My group of students this year seems game for just about anything. I feel like I have a willing band of mathematicians at my fingertips- or if not yet full fledged mathematicians, they are willing to listen and see where I'm going with all this.
So today I decided to jump into box and whisker plots. I have struggled with the entire statistics unit in the past few years. Stats. Blah. All math books turn it into lists of meaningless numbers or silly "real world" situations. I've struggled to make it mean something ANYTHING to all of us in the room. Which seems crazy, because stats should be the most applicable, the most real world thing I teach them all year.
But slowly, things have been shifting. A few good lessons here, a few "Ah ha!" moments for me, and some extra reading and research has all helped to lend new life to this unit. Lately, my book of choice has been Edward Tufte and I'm suddenly seeing the light as to why we graph anything at all EVER. So anyway, I'm starting to find my own passion for statistics and graphical representations.
Yesterday I did something I don't love to do- I taught something without much context. I threw five number summaries at my students, just wanting to get the vocab, the concept, and the process to the kids. I asked them to take a leap of faith, to trust that this moving around of numbers would lead us somewhere.
So today, we started to connect. We talked about summaries they write in Language Arts, how it is useful to take a large article and summarize it down to the main ideas. We talked about why a five number summary might be more useful than a list of data. We made vocabulary connections.
Then we calculated our age in months. Students wrote it on index cards and we marched outside. At this point, I started to get nervous. I mean, I could do this with a class of maybe 25 students, but how would I keep a line of 35 bodies engaged and listening? But, I decided, what's teaching without some adventure? I refuse to use class size as an excuse not to provide the very best for students.

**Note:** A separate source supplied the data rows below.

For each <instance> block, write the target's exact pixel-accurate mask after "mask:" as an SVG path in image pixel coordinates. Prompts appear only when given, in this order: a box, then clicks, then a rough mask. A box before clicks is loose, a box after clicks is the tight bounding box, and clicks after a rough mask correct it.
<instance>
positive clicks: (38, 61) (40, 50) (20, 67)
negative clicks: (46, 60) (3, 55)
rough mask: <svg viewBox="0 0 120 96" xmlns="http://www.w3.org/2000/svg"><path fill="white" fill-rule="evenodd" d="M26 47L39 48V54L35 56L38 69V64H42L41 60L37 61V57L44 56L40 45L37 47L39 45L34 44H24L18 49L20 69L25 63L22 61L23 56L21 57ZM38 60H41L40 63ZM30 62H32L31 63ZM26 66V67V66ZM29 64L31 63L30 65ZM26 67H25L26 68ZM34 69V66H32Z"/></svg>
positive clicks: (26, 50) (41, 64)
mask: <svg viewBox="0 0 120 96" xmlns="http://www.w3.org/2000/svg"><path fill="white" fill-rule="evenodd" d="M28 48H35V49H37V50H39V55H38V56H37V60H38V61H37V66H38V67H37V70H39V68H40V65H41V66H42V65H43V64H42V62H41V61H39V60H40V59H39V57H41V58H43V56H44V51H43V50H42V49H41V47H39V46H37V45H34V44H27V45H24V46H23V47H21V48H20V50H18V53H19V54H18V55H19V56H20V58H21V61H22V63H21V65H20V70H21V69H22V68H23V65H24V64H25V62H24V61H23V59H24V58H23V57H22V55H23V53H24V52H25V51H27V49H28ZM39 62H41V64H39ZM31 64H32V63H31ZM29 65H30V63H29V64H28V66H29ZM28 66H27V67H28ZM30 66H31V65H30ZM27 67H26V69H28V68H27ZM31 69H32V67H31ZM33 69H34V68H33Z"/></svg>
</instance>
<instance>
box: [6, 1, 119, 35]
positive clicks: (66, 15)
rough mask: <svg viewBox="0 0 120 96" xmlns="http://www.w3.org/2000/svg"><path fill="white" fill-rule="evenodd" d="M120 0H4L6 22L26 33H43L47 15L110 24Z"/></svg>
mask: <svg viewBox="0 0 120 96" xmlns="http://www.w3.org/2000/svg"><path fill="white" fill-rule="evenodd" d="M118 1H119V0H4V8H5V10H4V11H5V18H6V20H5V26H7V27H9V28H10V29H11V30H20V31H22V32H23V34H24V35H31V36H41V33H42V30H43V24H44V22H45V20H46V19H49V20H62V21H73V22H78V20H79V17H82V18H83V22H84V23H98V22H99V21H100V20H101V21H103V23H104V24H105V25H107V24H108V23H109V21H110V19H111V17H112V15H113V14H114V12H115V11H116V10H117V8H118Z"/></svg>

We lined up from least to greatest. We figured out the student in the middle and he got to hold the "Median" card. Students found the quartiles and the max and min and each person in the five number summary held a card. With students lined up, toes on the edge of the sidewalk, I marked the quartiles and medians with yard sticks. The lower and upper 25% got a piece of yarn to hold (becoming the whisker) The middle quartiles crowded between the yardsticks. Suddenly, we were a box and whisker plot. And for the first time ever, I had students quickly seeing that our data was split into 25% chunks. That the range of the chunks might change, but that each quartile held 25% of the classmates. It was fun, it was visual, it was tactile. And somehow, it worked.
We trouped back inside to get our thoughts on paper. We drew what we had made and talked about what someone could learn about our class from looking at our visuals. Why it might be more useful than a list of numbers. And I think, just maybe, students really understood- not just wrote notes and memorized some vocab- but really understood, in their guts, the what and why of this particular statistical representation.
So tomorrow- how in the WORLD do I top that?